Comment pourrait-il donc être heureux dans le
ciel, si elles avaient été
condamnées par sa faute ? Des faits
analogues sont nombreux. Un chrétien avant
sa conversion a entraîné au mal une
jeune fille honnête. Lorsque plus tard il
veut réparer le tort qu’il lui a
fait ; elle est morte. Supposons encore que
parmi ceux qui assistèrent au reniement de
Pierre, il s’en trouvât un sur le point
de devenir un disciple de Jésus. Voyant
tomber si misérablement le plus
zélé des apôtres, il se prend
à douter et reste dans son
incrédulité.
Vous avez peut-être comme Pierre
été pour d’autres une occasion
de chute par une parole légère ou par
une négligence à accomplir un acte de
charité. Qui n’est pas coupable sur ce
point et qui peut calculer les suites
déplorables qu’entraînent souvent
après elles une mauvaise action, une
mauvaise parole ou l’oubli du
devoir ?
Que faut-il dire pour calmer ceux qui sont
angoissés de ces choses ? Le Dieu
miséricordieux qui s’est
manifesté à vous agira de même
envers ceux à qui vous avez fait du mal et
si cette grâce ne leur est pas
accordée dans cette vie elle le sera dans
l’autre.
Notre consolation serait encore plus grande si nous
apprenions que notre péché
lui-même a, par la grâce toute
puissante et miséricordieuse de Dieu, pousse
les incrédules à la foi. Revenons
à Paul. Ceux qui avaient été
entraînés à blasphémer
comme lui le Christ n’ont-ils pas dû
être profondément impressionnés
en apprenant que ce blasphémateur proclamait
le nom de Jésus et donnait pour lui son
corps, son sang, son honneur et ses biens. Le
contraste entre les deux dispositions de Paul a
été si grand qu’il a dû
pousser les incrédules à revenir
à la foi et à y
persévérer jusqu'à la fin.
N’avons-nous pas fait de semblables
expériences ? Dieu ne manifeste-t-il
pas tout particulièrement sa grâce
envers ses enfants quand il leur montre qu’il
a tiré le bien des péchés
mêmes qu’ils ont commis ? Le mot de
pardon brille alors de sa plus vive clarté.

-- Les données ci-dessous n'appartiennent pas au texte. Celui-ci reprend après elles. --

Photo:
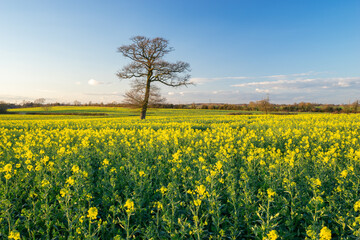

Cette promesse : "Dieu essuiera toutes larmes
de leurs yeux" revêt dans de telles
circonstances toute sa beauté. Cela arrivera
certainement quand à travers tout
l’univers retentira cette parole : "Le
Seigneur a tout bien fait", même ce que nous
avions fait de mal.
Là serait la plus merveilleuse des
théodicées, c’est-à-dire
la plus merveilleuse justification des voies de
Dieu. Plusieurs de mes lecteurs savent que le
célèbre Leibnitz s’est servi le
premier du mot théodicée. Il
écrivit, il y a cent quatre-vingts ans, un
livre destine à justifier Dieu de toute
participation aux maux et aux imperfections de la
terre. Il a essayé de prouver que,
malgré le mal et les imperfections
apparentes, Dieu se révèle dans la
création et gouverne le monde, qu’il
est la plus haute expression de la sagesse et de la
bonté. Il n’y a pas de doute qu’un
jour Dieu ne justifie ses actes et cela ne lui sera
pas difficile. Cette justification atteindra son
plus grand éclat quand il nous montrera
qu’il a changé en
bénédiction les péchés
que les hommes ont commis.
L'histoire de Joseph nous en donne un exemple, et
c’est pourquoi j’ai traité ici ce
sujet. Dans les versets
12 et 15 du chapitre 50 il
nous est raconté qu'après les
funérailles de leur père, les
frères de Joseph furent de nouveau
tourmentés par leurs remords. Ils pensaient
que, par égard pour son vieux père
seulement, Joseph avait jusqu’ici
semblé leur pardonner. Cette raison
n’existant plus, ils craignent qu’il ne
donne libre carrière à son
ressentiment. Ils ne croient pas à sa
bonté, aussi envoient-ils auprès de
lui un messager, peut-être son frère,
le jeune et innocent Benjamin. "Ton père".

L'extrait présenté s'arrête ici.